Northern Ireland

Police told Baker 'sex slave' victim wasn't missing

Keith Baker Image copyright Pacemaker
Image caption Keith Baker raped the woman repeatedly in his home and filmed his assaults

Police were told that the victim of rapist Keith Baker was not missing, but "on holiday with a friend", it has emerged.

On Tuesday, Baker was sentenced to 15 years in jail and a further five years on licence.

He subjected his victim, a disabled woman, to sexual assaults while holding her as a virtual prisoner.

His 54-year-old wife Caroline received a three-year sentence, 18 months of which will be spent in jail.

Prosecutors are considering appealing against the sentences the Bakers received.

'On holiday with a friend'

Police rescued the victim from the house in Craigavon, County Armagh, in 2012.

She had been reported missing to Suffolk Police by her husband eight years earlier.

The force confirmed she was reported as missing by her husband on 15 March 2004.

Image copyright PSNI
Image caption Keith Baker was a 'Svengali-type figure' who controlled his wife, said the judge

"On 16 March 2004, police took a call from a woman who said her husband had reported her as missing.

"She told officers she was not missing, but was on holiday with a friend.

"Police updated her husband to this effect and, as a result, enquiries were concluded."

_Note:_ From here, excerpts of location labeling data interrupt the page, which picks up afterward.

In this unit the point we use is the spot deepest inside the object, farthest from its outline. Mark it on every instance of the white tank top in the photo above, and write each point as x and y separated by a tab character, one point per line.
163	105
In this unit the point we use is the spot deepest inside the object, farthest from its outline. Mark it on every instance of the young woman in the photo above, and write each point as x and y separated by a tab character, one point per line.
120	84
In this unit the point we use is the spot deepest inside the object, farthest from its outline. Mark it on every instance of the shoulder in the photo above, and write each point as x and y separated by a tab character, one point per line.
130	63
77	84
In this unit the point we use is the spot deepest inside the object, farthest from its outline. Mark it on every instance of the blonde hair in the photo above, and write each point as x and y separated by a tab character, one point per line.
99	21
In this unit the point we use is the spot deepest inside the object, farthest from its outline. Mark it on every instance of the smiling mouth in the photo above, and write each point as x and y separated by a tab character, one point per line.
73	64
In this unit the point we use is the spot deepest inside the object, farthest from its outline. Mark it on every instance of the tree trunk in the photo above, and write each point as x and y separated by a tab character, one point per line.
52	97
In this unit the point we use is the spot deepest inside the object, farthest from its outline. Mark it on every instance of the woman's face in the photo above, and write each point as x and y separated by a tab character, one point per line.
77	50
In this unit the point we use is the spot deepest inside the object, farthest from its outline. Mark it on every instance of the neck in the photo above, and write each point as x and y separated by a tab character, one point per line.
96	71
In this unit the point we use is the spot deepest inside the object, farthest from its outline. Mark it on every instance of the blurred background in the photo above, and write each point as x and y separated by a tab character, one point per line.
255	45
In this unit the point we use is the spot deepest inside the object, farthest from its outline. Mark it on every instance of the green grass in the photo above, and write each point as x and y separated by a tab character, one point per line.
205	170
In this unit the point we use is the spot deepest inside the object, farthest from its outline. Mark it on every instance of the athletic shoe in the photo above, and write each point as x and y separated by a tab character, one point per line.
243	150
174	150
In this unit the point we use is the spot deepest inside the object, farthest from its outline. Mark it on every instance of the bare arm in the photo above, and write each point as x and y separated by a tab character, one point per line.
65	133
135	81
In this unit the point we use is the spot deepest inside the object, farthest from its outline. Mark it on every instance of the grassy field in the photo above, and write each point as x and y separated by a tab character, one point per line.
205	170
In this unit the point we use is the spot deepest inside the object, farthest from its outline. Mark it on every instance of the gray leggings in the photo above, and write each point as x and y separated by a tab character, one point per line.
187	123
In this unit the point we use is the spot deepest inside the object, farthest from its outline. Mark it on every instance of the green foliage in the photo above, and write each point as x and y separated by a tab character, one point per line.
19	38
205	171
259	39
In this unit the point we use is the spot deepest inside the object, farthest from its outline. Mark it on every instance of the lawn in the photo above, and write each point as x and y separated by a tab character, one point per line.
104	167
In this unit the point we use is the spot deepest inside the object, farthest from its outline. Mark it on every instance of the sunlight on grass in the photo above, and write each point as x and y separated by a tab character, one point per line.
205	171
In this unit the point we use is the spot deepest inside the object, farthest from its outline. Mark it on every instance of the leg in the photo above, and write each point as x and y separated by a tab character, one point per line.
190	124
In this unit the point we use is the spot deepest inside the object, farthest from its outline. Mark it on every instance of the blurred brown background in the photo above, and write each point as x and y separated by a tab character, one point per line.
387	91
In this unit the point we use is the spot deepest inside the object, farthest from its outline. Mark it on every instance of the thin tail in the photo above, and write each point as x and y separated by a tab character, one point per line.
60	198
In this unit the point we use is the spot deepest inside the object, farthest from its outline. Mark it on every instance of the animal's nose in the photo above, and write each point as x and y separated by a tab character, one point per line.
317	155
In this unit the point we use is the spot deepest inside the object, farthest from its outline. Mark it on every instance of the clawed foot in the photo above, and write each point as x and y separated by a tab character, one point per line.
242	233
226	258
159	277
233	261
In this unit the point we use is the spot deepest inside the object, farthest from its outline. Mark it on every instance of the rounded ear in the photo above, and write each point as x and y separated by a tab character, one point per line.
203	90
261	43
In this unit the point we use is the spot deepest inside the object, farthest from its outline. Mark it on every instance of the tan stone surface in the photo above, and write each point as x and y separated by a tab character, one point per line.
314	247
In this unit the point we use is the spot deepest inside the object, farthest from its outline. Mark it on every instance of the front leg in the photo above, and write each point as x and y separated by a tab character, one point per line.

Asked by BBC Radio Ulster whether it was usual for a missing person search to be given up after one phone call was received, Tim Passmore, Police and Crime Commissioner for Suffolk, said: "In today's situation, it certainly wouldn't be.

"I would be seriously alarmed if that happened today."

'I was terrified of him'

Ask those who knew Baker and knew the family set-up - described in court as "grossly unconventional" - and one word keeps cropping up: "Control".

It was Baker's second partner and mother of four of his eight children, Mandy Highfield, who brought the abuse to an end just before Christmas 2012.

Image copyright PSNI
Image caption The woman was kept in a room without a handle on the door so she could not escape

Baker had gone to England and she took the chance to escape from his control, something that for years, she told me, she had felt unable to do.

"If you wanted to go to the toilet, you'd have to tell him that you wanted to go to the toilet and he would get somebody to stand at the bottom of the stairs to make sure you didn't go out the front door," she said.

"If you wanted to make a cup of coffee, you had to tell him you were making a cup of coffee and he'd come out and stand there just to make sure you were still there.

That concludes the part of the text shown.